The iPhone 6 is about 2 weeks away and the rumors say it will feature an NFC chip so you can do all your mobile payments quickly and easily. Apple's first foray into the mobile payments market has been a late one, but they usually do that just because they want to control everything and make sure all the little issues are cleared out before the big release.
A mobile payment method using NFC will not work unless Apple gets a formal approval from the big guys in this area. And they did.
Re/Code reports that Apple has an agreement with American Express so that their technology and systems will work with the iPhone 6. According to the cited source, American Express is just one of the future Apple partners in their mobile payments quest.
The story explains how Apple's new payments system is expected to let iPhone 6 owners use their phones instead of credit cards, debit cards or cash. It remains to be seen if Apple will use the regular touch-less terminals or they will distribute their own to the big retailers. As expected, both Apple and American Express have declined to comment on this story.

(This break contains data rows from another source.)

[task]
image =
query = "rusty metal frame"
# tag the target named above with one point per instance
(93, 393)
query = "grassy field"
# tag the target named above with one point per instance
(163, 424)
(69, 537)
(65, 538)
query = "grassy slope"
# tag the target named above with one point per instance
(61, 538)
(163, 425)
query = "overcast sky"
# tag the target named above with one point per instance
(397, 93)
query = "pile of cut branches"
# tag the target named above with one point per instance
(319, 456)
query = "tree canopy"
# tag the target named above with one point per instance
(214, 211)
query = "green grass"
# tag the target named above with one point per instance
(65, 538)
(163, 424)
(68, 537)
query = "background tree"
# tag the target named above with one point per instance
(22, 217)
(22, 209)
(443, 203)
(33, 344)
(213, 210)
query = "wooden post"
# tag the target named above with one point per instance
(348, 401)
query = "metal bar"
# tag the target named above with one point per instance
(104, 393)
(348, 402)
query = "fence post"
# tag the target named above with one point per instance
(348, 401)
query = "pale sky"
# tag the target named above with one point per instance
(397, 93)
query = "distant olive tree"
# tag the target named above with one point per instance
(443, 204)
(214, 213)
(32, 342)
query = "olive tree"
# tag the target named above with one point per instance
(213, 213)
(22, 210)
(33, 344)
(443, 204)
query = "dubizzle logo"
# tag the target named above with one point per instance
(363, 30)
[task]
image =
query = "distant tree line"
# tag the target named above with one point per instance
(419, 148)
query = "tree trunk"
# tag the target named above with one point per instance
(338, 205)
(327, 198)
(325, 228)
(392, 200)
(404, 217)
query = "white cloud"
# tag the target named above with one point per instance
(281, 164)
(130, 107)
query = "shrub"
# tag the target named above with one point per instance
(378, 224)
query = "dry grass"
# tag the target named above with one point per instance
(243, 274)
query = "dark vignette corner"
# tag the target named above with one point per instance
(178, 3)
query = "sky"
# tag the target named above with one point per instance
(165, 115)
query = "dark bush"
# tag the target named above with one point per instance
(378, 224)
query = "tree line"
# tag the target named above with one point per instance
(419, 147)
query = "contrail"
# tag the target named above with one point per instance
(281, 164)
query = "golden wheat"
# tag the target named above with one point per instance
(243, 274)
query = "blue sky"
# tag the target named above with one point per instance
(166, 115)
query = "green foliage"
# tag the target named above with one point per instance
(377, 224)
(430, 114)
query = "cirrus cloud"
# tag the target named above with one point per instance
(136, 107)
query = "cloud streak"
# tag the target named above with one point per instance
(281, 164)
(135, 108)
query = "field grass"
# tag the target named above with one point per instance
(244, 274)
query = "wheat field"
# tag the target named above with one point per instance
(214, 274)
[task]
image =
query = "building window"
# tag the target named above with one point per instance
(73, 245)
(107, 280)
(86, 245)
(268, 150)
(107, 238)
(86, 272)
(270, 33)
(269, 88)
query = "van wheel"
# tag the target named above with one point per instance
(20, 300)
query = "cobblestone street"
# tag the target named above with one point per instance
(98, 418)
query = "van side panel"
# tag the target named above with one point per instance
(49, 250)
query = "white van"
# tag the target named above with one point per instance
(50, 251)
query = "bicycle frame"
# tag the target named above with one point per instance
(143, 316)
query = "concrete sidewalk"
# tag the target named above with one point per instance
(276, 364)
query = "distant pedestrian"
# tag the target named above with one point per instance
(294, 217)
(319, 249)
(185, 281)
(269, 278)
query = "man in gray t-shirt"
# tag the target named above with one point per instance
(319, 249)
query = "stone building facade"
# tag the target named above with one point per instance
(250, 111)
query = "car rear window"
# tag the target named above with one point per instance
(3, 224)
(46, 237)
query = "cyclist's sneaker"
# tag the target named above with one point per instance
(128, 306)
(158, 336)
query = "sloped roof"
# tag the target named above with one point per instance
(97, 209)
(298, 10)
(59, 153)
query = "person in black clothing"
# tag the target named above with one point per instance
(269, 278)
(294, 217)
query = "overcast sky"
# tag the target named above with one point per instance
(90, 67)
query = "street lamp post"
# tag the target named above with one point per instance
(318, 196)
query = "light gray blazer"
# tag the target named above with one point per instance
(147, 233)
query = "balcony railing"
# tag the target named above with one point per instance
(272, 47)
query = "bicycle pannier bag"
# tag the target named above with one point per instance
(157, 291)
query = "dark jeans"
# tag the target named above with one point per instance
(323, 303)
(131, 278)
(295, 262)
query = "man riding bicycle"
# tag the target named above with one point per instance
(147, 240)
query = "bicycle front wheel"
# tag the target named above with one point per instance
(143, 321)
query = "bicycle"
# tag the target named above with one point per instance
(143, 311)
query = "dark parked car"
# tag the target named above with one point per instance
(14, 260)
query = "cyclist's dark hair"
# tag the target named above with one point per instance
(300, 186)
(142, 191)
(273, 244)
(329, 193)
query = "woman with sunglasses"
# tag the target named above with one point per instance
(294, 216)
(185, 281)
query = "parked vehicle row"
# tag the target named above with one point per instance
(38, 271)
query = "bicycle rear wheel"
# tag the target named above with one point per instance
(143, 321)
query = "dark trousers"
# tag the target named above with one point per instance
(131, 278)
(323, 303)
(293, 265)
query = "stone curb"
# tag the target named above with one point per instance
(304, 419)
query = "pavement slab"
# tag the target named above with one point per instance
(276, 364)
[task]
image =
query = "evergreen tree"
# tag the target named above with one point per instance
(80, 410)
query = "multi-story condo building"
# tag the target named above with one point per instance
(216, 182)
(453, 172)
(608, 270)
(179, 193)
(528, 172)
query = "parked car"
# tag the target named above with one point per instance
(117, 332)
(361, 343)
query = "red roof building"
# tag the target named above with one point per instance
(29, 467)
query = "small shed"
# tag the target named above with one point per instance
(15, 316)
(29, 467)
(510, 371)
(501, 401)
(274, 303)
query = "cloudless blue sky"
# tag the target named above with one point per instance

A few hours later, another big media source confirmed that Apple would team with Visa and MasterCard for the same reason. Bloomberg explained that all three payment companies would sign agreements with Apple before September 9. The story reminds us that so far, although Google and other big companies have created ways to pay in a retail store, the big supermarkets were not attracted by this idea.
Smaller players on the market like Square, PayPal or Amazon have other interesting ideas. PayPal and Amazon let you include their system in your check-out, while Square has an actual card reader that takes your money for a low commission. There strategies are good, but not enough to cover the whole world.
Apple may use their iTunes/AppStore systems as a way to purchase goods. Let's say you want to go buy a chocolate and you don't want to key in a PIN code or have your credit card swiped. Just touch your iPhone 6 to their terminal and put your fingerprint on your home button. That's it! No signing the receipt, getting an actual paper receipt. Everything is done via iTunes and Touch ID and you'll get the paper into your Inbox.
Good enough? We shall see if that is the way Apple thought about solving the payments problem with a fast, friction-free solution.